No 1º dia fizemos metade do percurso e no final armadilhámo-lo com uma granada defensiva, o que desagradou a um chimpanzé que resolveu accioná-la. A conclusão do percurso fez-se passados três dias. Chegados ao local, previamente determinado, a detecção da nossa presença foi de imediato assinalada por um tiro de kalachnikov. A situação era delicada, o local era muito bem controlado pelo PAIGC. Abdulai aconselhou-me a retirar do local, dada a previsível violência do embate, fazendo fé nos embates anteriores com as nossas forças especiais, noutros momentos, e sempre ao nível de Companhia ou Batalhão. Era urgente abandonar o local. A emboscada abortou, após prévio reconhecimento do local e uma breve conferência com o Abdulai e o Lourenço. O conhecimento da actuação do inimigo, nesta zona, foi valioso para uma tomada de decisão.

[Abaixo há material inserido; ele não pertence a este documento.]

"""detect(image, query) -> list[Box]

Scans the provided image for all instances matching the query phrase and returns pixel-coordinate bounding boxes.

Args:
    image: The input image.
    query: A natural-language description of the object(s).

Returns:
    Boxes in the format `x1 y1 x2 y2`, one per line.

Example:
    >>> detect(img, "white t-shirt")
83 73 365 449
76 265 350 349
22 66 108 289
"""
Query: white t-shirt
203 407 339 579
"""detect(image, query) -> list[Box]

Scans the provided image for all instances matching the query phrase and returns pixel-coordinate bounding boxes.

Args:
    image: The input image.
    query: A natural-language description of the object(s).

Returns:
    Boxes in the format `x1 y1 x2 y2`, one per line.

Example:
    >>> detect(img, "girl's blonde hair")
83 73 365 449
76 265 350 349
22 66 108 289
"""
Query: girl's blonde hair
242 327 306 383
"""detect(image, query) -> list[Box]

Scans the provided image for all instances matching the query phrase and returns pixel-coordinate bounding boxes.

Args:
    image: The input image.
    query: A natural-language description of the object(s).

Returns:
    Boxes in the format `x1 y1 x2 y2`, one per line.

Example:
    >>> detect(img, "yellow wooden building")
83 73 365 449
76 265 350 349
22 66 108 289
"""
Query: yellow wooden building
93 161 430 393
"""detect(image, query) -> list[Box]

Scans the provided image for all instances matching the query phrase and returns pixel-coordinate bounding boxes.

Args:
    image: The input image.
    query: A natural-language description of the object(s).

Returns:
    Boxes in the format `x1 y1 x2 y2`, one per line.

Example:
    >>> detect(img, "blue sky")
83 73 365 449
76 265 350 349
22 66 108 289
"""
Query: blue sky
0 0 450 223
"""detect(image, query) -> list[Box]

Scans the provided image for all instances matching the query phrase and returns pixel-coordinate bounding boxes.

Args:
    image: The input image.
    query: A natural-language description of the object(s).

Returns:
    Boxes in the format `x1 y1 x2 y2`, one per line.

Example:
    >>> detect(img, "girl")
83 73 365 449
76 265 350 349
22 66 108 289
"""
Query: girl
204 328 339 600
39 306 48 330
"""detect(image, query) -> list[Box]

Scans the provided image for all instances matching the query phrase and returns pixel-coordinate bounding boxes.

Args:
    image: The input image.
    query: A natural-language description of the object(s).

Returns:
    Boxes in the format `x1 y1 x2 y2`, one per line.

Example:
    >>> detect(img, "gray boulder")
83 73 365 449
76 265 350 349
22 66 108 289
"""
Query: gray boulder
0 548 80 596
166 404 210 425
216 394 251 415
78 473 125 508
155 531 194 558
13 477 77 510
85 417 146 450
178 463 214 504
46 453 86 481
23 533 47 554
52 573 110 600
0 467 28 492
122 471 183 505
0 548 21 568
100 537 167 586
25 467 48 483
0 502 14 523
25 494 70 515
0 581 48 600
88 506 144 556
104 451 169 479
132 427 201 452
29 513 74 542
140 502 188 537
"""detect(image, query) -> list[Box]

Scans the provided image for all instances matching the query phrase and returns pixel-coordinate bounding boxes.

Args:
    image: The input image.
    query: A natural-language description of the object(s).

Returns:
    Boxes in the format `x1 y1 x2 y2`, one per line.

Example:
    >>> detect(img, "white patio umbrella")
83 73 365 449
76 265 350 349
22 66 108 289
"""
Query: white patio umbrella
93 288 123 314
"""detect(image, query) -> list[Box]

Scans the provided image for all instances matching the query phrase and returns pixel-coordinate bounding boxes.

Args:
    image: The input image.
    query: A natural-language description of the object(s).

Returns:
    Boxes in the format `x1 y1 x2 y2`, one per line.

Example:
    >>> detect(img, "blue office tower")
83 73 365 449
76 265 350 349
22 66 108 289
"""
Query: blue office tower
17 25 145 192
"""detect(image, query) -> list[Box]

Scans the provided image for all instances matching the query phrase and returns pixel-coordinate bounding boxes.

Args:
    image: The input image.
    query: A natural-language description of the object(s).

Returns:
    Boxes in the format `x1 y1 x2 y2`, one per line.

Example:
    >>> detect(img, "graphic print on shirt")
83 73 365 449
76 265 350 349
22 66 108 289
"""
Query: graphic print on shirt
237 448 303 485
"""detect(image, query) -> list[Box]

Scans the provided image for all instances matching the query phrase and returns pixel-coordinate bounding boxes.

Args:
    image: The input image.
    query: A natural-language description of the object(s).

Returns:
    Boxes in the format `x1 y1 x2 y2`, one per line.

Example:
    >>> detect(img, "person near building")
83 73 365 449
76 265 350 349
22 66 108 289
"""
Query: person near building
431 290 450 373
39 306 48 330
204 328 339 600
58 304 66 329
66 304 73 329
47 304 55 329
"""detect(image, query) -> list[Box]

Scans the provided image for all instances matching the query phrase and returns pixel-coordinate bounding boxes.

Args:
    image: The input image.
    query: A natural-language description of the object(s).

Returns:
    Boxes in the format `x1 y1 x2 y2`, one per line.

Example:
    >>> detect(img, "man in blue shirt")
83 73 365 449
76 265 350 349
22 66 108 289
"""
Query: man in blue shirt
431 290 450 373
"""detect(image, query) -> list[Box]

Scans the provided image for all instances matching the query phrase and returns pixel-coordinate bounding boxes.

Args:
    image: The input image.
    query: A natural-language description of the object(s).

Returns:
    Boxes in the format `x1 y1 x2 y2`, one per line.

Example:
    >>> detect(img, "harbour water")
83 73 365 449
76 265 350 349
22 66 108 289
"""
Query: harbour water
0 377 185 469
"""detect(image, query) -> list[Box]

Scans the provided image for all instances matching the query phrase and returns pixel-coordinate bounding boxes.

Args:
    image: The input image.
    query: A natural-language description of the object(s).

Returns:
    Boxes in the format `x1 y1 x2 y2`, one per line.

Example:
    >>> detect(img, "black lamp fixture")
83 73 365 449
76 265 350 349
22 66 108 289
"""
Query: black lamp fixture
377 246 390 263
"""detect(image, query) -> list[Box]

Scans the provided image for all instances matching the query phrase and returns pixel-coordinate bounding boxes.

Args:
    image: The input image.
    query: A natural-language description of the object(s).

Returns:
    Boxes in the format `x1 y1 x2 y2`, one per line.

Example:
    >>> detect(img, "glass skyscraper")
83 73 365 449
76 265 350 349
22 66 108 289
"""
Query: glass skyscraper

De quando em vez Abdulai vinha a Bissau gozar uns dias férias e, sempre que o fazia, solicitava ao Comandante de Companhia a não atribuição de missões muito arriscadas na sua ausência.

Abdulai morreu em Gadamael, atingido por um estilhaço, no final do dia, com perfuração pulmonar. Foram imensos os apelos para que o helicóptero, que ainda se encontrava em Cacine, o transportasse para Bissau, mas tornou-se impossível, dada a proximidade da noite e o risco do voo.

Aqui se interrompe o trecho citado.